Descript lets you edit podcast and audio recordings by editing the text transcript. Studio Sound cleans any audio in one click. Filler word removal eliminates every 'um' automatically. Overdub corrects recording mistakes by typing. The most efficient podcast editing workflow available. From $16/month.
Descript is covered in the AI for Video section as a full video and podcast editor. This guide focuses on its audio-specific capabilities: Studio Sound (AI audio cleanup), filler word removal, multi-track podcast editing, overdub voice cloning, and transcript-based audio editing — for podcasters and audio producers who may not be producing video content.
The core workflow is identical to video editing in Descript: you upload your audio recording, it transcribes automatically, and you edit by editing the text. Delete a sentence from the transcript and that audio is removed. Reorder paragraphs and the audio reorders. For interview-based podcasts and spoken-word audio content, this is dramatically faster than traditional waveform editing.
Studio Sound — One click removes background noise, echo, room reverb and improves voice quality from any recording. Turns a recording made on a laptop microphone in a noisy room into something approaching studio quality. Descript's Studio Sound is rated by independent reviewers as particularly effective for non-native English speakers and heavy accents — better than Adobe Podcast Enhance in these cases.
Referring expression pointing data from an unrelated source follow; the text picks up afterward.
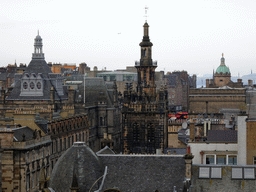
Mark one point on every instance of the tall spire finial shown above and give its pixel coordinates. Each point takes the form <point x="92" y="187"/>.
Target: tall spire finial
<point x="146" y="13"/>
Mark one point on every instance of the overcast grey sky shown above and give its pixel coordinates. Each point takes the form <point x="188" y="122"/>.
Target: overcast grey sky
<point x="187" y="35"/>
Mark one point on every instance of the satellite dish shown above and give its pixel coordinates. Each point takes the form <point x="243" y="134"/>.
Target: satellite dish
<point x="184" y="125"/>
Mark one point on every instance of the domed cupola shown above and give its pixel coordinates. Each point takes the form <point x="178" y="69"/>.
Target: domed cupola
<point x="79" y="161"/>
<point x="38" y="48"/>
<point x="222" y="69"/>
<point x="222" y="75"/>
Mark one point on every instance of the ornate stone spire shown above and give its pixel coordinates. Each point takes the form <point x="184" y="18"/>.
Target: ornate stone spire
<point x="222" y="60"/>
<point x="38" y="48"/>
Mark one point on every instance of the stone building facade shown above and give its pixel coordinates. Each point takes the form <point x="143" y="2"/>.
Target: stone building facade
<point x="212" y="100"/>
<point x="179" y="84"/>
<point x="144" y="110"/>
<point x="23" y="160"/>
<point x="219" y="93"/>
<point x="222" y="77"/>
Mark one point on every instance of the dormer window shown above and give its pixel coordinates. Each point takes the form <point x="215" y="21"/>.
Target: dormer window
<point x="25" y="85"/>
<point x="32" y="85"/>
<point x="38" y="85"/>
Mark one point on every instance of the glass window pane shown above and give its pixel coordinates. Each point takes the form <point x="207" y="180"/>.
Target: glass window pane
<point x="249" y="173"/>
<point x="237" y="173"/>
<point x="232" y="160"/>
<point x="209" y="159"/>
<point x="221" y="160"/>
<point x="216" y="173"/>
<point x="204" y="172"/>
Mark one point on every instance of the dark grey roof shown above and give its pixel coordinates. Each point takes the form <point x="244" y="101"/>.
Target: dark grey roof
<point x="96" y="91"/>
<point x="222" y="136"/>
<point x="78" y="160"/>
<point x="178" y="151"/>
<point x="171" y="80"/>
<point x="144" y="172"/>
<point x="105" y="150"/>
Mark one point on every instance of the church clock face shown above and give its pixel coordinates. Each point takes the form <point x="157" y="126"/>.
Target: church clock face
<point x="25" y="85"/>
<point x="32" y="85"/>
<point x="38" y="85"/>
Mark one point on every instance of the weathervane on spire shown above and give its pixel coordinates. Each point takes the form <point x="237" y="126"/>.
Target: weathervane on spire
<point x="146" y="15"/>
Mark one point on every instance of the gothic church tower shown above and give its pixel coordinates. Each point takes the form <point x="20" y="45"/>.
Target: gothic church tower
<point x="144" y="111"/>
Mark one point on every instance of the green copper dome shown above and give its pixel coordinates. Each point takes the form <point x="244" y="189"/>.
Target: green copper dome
<point x="222" y="68"/>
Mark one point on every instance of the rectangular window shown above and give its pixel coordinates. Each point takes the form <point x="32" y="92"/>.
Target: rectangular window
<point x="232" y="160"/>
<point x="204" y="172"/>
<point x="216" y="173"/>
<point x="221" y="160"/>
<point x="249" y="173"/>
<point x="254" y="160"/>
<point x="209" y="159"/>
<point x="237" y="173"/>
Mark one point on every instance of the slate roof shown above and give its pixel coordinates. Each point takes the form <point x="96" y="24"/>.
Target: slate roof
<point x="19" y="131"/>
<point x="3" y="76"/>
<point x="96" y="91"/>
<point x="78" y="160"/>
<point x="105" y="150"/>
<point x="222" y="136"/>
<point x="133" y="173"/>
<point x="171" y="80"/>
<point x="128" y="173"/>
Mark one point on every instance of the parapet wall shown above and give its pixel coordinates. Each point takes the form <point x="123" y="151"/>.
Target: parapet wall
<point x="144" y="172"/>
<point x="231" y="178"/>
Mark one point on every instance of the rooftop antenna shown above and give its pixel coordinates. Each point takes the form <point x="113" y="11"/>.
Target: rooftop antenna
<point x="146" y="13"/>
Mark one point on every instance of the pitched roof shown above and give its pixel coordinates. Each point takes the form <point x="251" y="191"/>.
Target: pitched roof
<point x="222" y="136"/>
<point x="37" y="66"/>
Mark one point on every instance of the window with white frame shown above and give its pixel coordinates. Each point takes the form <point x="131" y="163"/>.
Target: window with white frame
<point x="221" y="160"/>
<point x="210" y="159"/>
<point x="254" y="160"/>
<point x="232" y="160"/>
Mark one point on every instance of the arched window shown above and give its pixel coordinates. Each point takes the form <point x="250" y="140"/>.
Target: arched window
<point x="136" y="133"/>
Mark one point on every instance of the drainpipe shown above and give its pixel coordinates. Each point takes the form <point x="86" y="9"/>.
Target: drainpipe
<point x="202" y="157"/>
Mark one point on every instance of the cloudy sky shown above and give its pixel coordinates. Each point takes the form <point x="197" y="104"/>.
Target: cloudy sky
<point x="187" y="35"/>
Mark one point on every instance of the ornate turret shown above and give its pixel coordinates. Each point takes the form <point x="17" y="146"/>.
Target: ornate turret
<point x="222" y="75"/>
<point x="146" y="67"/>
<point x="38" y="48"/>
<point x="223" y="69"/>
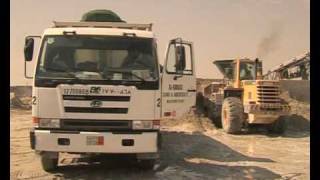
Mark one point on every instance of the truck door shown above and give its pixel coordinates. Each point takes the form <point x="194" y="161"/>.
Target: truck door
<point x="178" y="80"/>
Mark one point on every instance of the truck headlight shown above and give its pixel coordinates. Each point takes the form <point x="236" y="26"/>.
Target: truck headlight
<point x="146" y="124"/>
<point x="49" y="123"/>
<point x="142" y="125"/>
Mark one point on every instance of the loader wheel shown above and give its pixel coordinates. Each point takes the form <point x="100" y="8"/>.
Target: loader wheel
<point x="48" y="163"/>
<point x="279" y="126"/>
<point x="232" y="115"/>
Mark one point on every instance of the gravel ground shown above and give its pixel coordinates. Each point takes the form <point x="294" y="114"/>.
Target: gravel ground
<point x="192" y="149"/>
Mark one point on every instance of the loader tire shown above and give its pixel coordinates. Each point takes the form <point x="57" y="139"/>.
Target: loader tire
<point x="232" y="115"/>
<point x="279" y="126"/>
<point x="49" y="164"/>
<point x="147" y="164"/>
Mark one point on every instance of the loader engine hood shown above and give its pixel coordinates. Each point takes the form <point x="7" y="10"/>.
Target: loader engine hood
<point x="225" y="67"/>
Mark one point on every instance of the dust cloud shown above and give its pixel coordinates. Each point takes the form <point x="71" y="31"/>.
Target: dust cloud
<point x="271" y="42"/>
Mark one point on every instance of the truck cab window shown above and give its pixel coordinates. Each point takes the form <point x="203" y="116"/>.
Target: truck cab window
<point x="99" y="58"/>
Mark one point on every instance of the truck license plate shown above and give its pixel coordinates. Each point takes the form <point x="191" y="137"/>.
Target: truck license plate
<point x="95" y="140"/>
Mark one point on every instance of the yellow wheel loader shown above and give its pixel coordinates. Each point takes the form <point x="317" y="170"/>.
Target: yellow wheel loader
<point x="248" y="99"/>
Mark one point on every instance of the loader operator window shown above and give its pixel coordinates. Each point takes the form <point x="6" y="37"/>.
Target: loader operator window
<point x="98" y="58"/>
<point x="247" y="71"/>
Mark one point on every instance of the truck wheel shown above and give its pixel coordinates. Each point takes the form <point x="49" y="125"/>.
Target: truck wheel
<point x="147" y="164"/>
<point x="279" y="126"/>
<point x="48" y="163"/>
<point x="232" y="115"/>
<point x="217" y="121"/>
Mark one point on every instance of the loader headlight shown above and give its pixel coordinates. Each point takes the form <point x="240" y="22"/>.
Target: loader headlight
<point x="49" y="123"/>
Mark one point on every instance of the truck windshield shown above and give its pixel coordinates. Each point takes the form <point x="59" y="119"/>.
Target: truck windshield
<point x="98" y="58"/>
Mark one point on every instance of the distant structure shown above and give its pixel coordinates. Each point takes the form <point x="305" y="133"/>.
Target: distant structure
<point x="297" y="68"/>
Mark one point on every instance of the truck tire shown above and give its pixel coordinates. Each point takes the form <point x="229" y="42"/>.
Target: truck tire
<point x="232" y="115"/>
<point x="147" y="164"/>
<point x="279" y="126"/>
<point x="48" y="163"/>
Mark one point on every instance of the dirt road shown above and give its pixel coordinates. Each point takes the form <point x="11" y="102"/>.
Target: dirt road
<point x="192" y="149"/>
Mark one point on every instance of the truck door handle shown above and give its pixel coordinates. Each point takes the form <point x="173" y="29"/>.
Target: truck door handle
<point x="176" y="77"/>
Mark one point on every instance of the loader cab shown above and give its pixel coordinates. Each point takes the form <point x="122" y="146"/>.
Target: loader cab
<point x="237" y="70"/>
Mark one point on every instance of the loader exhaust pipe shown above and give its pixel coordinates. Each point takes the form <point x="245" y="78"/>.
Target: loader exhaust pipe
<point x="256" y="68"/>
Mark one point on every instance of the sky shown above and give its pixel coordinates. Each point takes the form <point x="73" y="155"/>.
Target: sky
<point x="272" y="30"/>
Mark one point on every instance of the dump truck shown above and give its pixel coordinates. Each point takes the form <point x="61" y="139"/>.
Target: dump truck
<point x="98" y="88"/>
<point x="245" y="99"/>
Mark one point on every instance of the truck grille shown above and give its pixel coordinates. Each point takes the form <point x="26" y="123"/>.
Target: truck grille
<point x="268" y="94"/>
<point x="96" y="110"/>
<point x="96" y="104"/>
<point x="90" y="124"/>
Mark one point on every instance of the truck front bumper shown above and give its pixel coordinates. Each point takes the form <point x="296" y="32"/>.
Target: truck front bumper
<point x="264" y="109"/>
<point x="79" y="142"/>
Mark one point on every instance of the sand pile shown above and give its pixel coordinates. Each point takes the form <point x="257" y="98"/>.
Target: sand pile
<point x="189" y="122"/>
<point x="299" y="119"/>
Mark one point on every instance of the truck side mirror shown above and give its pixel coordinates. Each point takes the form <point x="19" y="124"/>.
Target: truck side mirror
<point x="181" y="58"/>
<point x="28" y="49"/>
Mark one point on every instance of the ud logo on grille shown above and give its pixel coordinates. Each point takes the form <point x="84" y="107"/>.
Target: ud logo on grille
<point x="95" y="90"/>
<point x="96" y="103"/>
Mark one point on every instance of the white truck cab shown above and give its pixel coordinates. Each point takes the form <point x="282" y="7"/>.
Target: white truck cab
<point x="98" y="88"/>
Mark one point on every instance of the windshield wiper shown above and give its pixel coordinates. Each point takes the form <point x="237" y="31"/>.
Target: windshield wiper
<point x="62" y="71"/>
<point x="128" y="72"/>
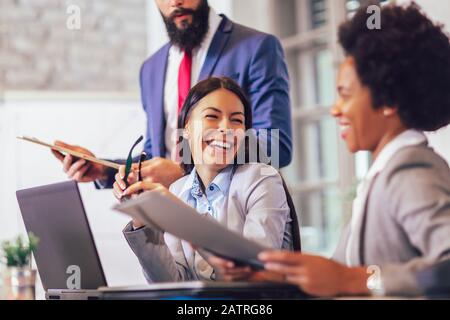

Filler word removal — Detects and removes every "um", "uh", "like", "you know" and long pause from your recording in one click. For a 60-minute podcast interview, this step alone saves 30–45 minutes of manual editing.
Multi-track editing — Import separate audio tracks for host and guest (recommended for quality podcasting). Descript shows both transcripts simultaneously. Edit across both tracks by editing the combined transcript. Speaker labels assigned automatically.
Overdub — Train Descript on 10 minutes of your voice. Correct any mispronounced word, change a sentence, or fix a mistake by typing the corrected text. Descript generates your voice saying it and inserts it seamlessly. No re-recording needed for small corrections.
Transcript-based editing — The same text-editing workflow that makes Descript powerful for video applies fully to audio-only projects. Edit the words, the audio follows. Rearrange, cut, restructure — all from the transcript view.
Podcasters producing interview-format or conversation-based shows. Anyone editing recorded interviews, meetings, webinar audio, or lectures for distribution. Content producers who need transcripts alongside their audio for show notes, accessibility or repurposing.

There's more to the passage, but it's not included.